The latter are critical especially in large metropolitan areas where transport emissions are relevant causing a greater exposure of population with consequent health problems.
Ozone is a very reactive gas and presents concentration levels which are strongly dependent both from the micro-meteorological conditions of the site and the seasonal effects. The prediction of Ozone levels is very complex to obtain as described in different studies.
For Ozone models one of the most difficult problems to deal with, is the simulation of the chemical reactions that occur in the atmosphere, linked to the long range transport, to the incoming solar radiation and to the atmospheric turbulence conditions.
Among the complex systems, an important tool in order to forecast air pollution data, by advanced statistical method, is the neural network (NN), that can work as universal approximators of non-linear functions and, consequently, can be used in assessing the dynamics of such systems.
In our work, NN methods have been developed to forecast daily maximum ozone levels, the 8h average and the hourly levels, using daily and hourly meteorological and concentration data as input parameters. The aim of our work is to provide a methodological procedure in order to forecast Ozone 24 hours in advance.
The data optimization process is necessary in order to select patterns and variables having a high meaning for explaining data variability related to NN model performance.
The NN parameters were obtained by a training procedure based on the use of an efficient unconstrained minimization algorithm.
The training procedure target is not just to reproduce ozone trend, but it is to try to simulate the process of ozone diffusion and the chemical reactions in atmosphere. The meteorological conditions play an important role during the summer, when relevant photochemical peaks of pollutant can be verified and can rise at health effect on the child and elderly.
For the simulations, the optimization of the input patterns is a critical point. In fact the presence of extreme events (Ozone levels higher than 80 µg/m3) has interest for the related human health, but is less significant from a statistical point of view, constituting about 1% of the collected data.
Data used in our simulations come from two monitoring stations of the ARPA network in the urban center of Rome (Magna Grecia and Corso Francia), and regard all the year 2005.

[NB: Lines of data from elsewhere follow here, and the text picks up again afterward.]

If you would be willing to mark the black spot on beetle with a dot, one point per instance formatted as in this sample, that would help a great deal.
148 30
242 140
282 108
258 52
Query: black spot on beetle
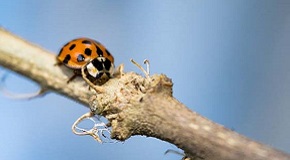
66 59
99 75
107 64
99 51
108 52
88 51
86 42
72 46
80 58
97 64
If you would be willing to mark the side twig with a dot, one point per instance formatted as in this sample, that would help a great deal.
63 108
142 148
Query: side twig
135 105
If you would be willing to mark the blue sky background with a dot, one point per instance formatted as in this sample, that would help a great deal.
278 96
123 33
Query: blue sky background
229 61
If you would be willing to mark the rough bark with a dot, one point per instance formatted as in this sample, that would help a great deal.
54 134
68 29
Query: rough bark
135 105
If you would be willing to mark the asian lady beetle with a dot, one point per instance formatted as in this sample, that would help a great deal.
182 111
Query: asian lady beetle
96 61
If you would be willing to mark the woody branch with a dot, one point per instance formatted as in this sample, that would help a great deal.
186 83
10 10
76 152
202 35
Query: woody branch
135 105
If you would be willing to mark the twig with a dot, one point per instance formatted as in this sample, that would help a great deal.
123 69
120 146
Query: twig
135 105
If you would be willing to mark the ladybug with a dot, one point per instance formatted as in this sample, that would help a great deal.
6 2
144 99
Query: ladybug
90 56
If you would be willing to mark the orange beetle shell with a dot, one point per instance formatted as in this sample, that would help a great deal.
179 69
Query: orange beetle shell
78 52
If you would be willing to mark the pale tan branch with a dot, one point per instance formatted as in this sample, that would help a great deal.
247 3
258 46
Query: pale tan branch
135 105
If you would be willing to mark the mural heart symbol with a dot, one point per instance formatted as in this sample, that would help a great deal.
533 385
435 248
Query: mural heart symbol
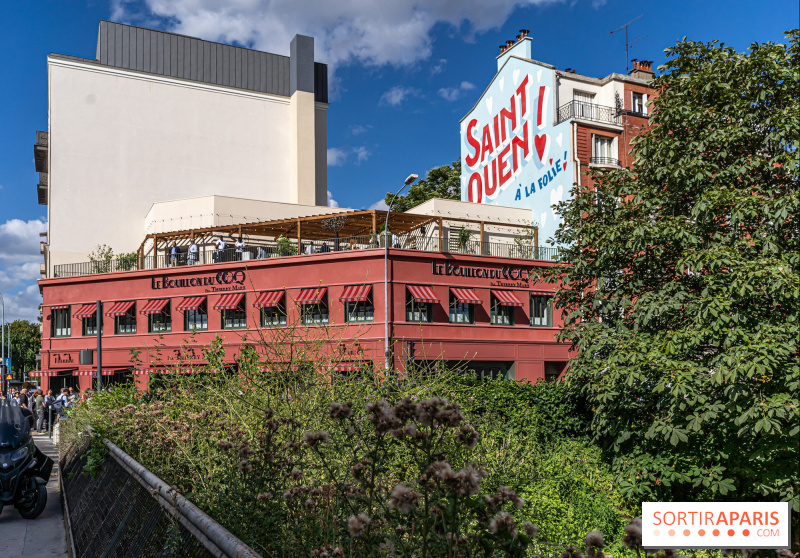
556 194
541 144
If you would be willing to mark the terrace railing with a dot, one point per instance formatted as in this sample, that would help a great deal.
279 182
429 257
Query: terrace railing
588 111
288 247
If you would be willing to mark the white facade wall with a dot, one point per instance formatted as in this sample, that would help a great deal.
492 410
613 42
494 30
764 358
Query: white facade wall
121 141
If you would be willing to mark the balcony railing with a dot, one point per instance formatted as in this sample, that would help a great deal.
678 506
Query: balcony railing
588 111
607 161
289 248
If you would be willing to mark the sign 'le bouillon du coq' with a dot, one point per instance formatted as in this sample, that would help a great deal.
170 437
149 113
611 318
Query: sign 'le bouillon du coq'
512 153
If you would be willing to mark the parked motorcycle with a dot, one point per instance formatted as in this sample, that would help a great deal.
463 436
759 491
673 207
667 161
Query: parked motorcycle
24 469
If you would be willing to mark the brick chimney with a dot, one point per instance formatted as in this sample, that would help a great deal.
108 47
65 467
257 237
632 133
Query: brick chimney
642 69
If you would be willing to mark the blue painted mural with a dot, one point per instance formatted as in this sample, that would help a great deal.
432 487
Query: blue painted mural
512 153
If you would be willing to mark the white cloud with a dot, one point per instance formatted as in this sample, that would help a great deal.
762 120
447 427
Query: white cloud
336 157
363 32
19 240
439 67
455 93
380 204
332 202
361 154
356 130
397 94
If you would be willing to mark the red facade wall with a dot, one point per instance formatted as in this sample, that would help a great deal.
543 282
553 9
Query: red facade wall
527 347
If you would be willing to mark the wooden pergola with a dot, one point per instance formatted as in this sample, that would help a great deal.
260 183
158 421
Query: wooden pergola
316 227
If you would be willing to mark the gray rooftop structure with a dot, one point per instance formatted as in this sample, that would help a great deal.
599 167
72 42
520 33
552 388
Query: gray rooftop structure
169 54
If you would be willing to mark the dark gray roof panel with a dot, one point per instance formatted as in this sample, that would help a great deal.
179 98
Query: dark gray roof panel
169 54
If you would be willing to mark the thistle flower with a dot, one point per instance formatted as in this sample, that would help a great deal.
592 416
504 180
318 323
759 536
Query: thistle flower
571 552
468 436
313 438
341 412
503 523
633 534
403 499
356 524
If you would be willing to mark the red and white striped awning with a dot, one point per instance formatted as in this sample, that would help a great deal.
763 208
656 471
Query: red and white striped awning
190 303
151 371
120 308
154 306
311 296
422 293
229 301
268 299
355 293
93 372
507 298
85 311
465 296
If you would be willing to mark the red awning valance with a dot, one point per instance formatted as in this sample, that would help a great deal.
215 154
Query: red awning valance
190 303
268 299
465 296
507 298
119 308
229 301
422 293
311 296
355 293
154 306
85 311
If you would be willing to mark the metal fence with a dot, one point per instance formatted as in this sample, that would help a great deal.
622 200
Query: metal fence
588 111
415 240
126 511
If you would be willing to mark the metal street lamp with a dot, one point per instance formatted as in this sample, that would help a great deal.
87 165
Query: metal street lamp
386 354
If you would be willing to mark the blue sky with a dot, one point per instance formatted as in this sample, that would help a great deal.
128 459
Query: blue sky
404 73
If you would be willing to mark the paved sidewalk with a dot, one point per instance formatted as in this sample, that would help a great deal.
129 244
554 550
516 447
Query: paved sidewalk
41 537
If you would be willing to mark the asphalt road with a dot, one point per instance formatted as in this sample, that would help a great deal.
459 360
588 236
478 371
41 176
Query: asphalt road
41 537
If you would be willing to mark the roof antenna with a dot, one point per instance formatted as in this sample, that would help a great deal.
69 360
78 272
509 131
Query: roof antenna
628 44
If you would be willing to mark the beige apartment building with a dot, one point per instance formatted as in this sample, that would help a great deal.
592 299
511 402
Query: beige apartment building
160 120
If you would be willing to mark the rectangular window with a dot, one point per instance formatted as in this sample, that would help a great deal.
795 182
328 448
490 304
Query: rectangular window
316 314
89 325
60 318
235 318
638 101
160 322
274 316
501 314
194 320
461 312
541 311
359 311
418 311
126 323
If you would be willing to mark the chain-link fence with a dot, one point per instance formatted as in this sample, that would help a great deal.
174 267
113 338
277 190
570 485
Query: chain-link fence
125 511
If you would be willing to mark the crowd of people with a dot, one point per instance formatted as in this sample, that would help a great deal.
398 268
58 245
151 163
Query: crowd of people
45 407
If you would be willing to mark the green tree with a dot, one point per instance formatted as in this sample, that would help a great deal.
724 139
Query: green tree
440 182
26 342
682 289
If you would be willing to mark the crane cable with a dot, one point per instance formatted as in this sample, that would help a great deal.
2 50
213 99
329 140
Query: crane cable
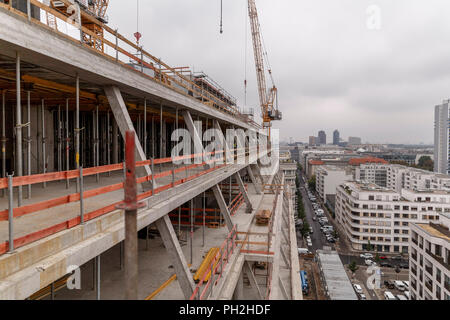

The variables used for the simulations are: pollutants observed (CO, NO, NO2, O3) and the related meteorological variables (temperature (T), relative humidity (RH), global solar radiation (RS) and atmospheric pressure (Press)).
Data coming from Magna Grecia are used to train the NNs whereas those coming from Corso Francia are used to test the performance of the NNs.
The first NN, used to forecast meteorology take 8 input data T, RH, RS and Press at different time lags: T(L48-24), RH(L48-24), Press(L48-24), RS(L48-24).The output of this NN are the same meteorological variables at time lag zero: T(L0), RH(L0), Press(L0), RS(L0).
The second NN is used to forecast Ozone levels, taking as input data those coming from the previous NN as well as the observed pollutants at different time lags: CO(L48-24), NO(L48-24), NO2(L48-24), O3(L48-24).
The NNs ‘ performance shows to be very good, both for hourly predictions, maximum daily predictions and 8h average predictions. The results shows, using as input data 48h-24h past measurements of primary pollutants and meteorological variables predicted at time lag zero, a correlation coefficient for the Ozone ranging from 0.78 to 0.82 for the Corso Francia monitoring station.
The goodness of the Ozone forecast is strongly dependent by selection of the pattern during the training phase and the results are related with the statistical distribution of the Input/Output data set. Our research show that a preliminary study of input data is always needed in order to remove not very meaningful data from the training sets, to choice a suitable normalization rule and to compute the usual statistical indexes of correlations among the variables. The skill of the NN to capture the environmental information inside the data is highly dependent by the preliminary study of patterns. The generalization capacity of the net to forecast ozone peaks has to be connected with the essential information inside the data set and this information is not necessarily regularly distribute inside all patterns.